Supposing a range with statistical certainty is achieved such that the Higgs boson is "observed", or multiple Higgs bosons are "observed", or a whole range of new particles and their possible constituents are "found" what physics still cannot tell is where the first elements necessary to produce the "Bang" came from, nor why knowing any of these things matters (why there is something rather than nothing). Science is completely impotent regarding these matters. We certainly aren't creating anything, as all the elements and particles already exist and are "waiting" for us to observe them. We also continue to find more and more intricate interaction between elements and particles in science whether it be in particle physics, microbiology or other field of study.
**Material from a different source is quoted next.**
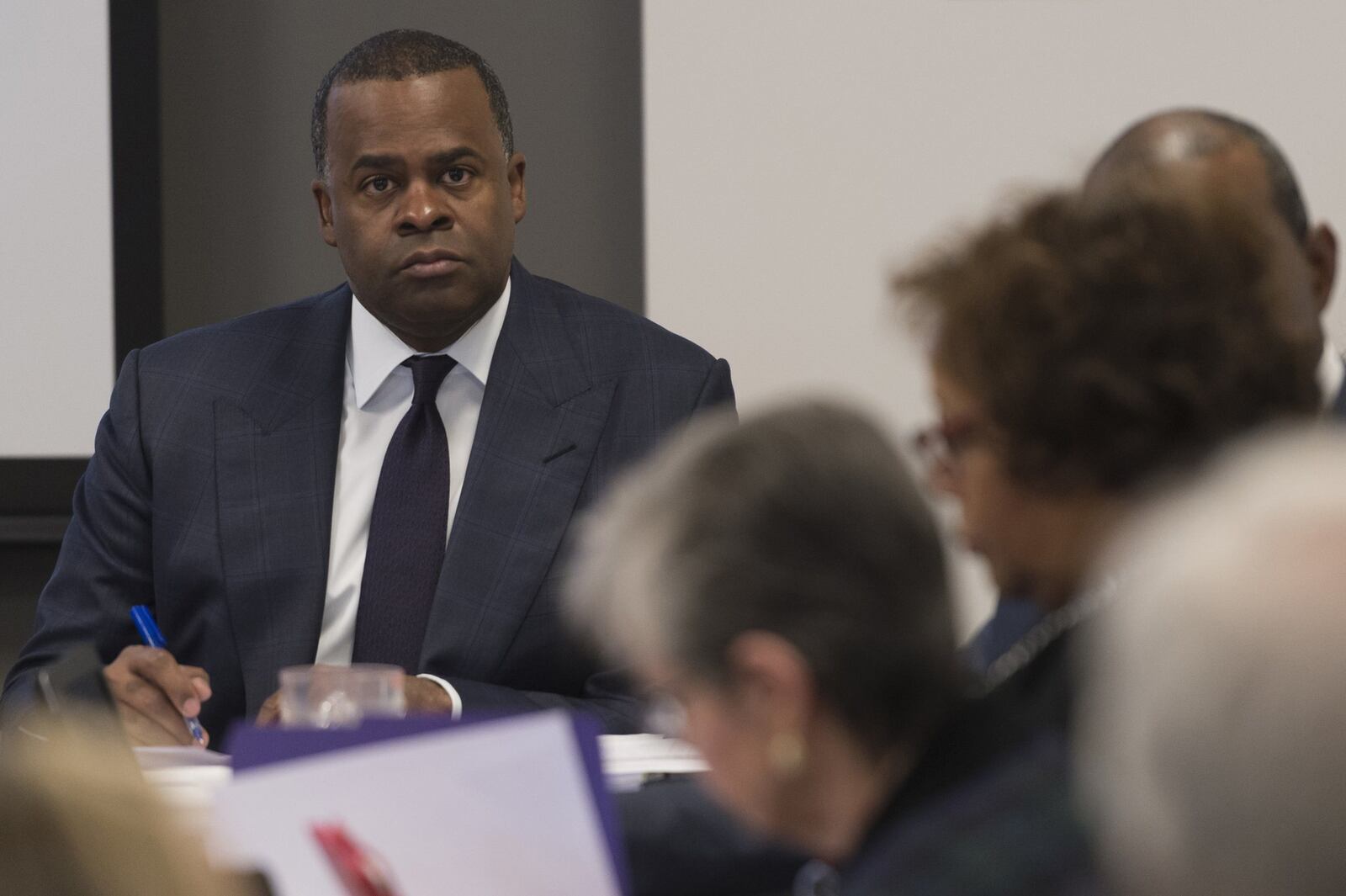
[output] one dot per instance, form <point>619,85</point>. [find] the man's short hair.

We know an astronomically detailed and complex series of particles and elements work independently and in concert with others in ways we cannot yet fully describe or understand but which must be so for our tests to even be performed in the first place. We should be excited about how far we have come in such discoveries, we should be amazed that even at the level of observation now possible there is still so much we do not know and must theorize about, and we should be humbled that there is no good reason for any of it to be this way and yet we are capable of participating in such exploration. As complicated and detailed the scientific discoveries will continue to be in the future we must remember that all these observed particles, elements and particles came from absolutely nothing (no energy, substance or potential) and the sum total of all scientific discoveries provides no meaningful answers to even the most basic questions of relationships between the discoverers and anything else in existence.

We need not pursue a "God particle", but the God who created all things and who holds all things together, and who provides a reason for human existence, a purpose for our existence, and the possibility of relationship with the One who is sovereign over all we observe and understand. Let us not understate the case, nor let us discover in vain.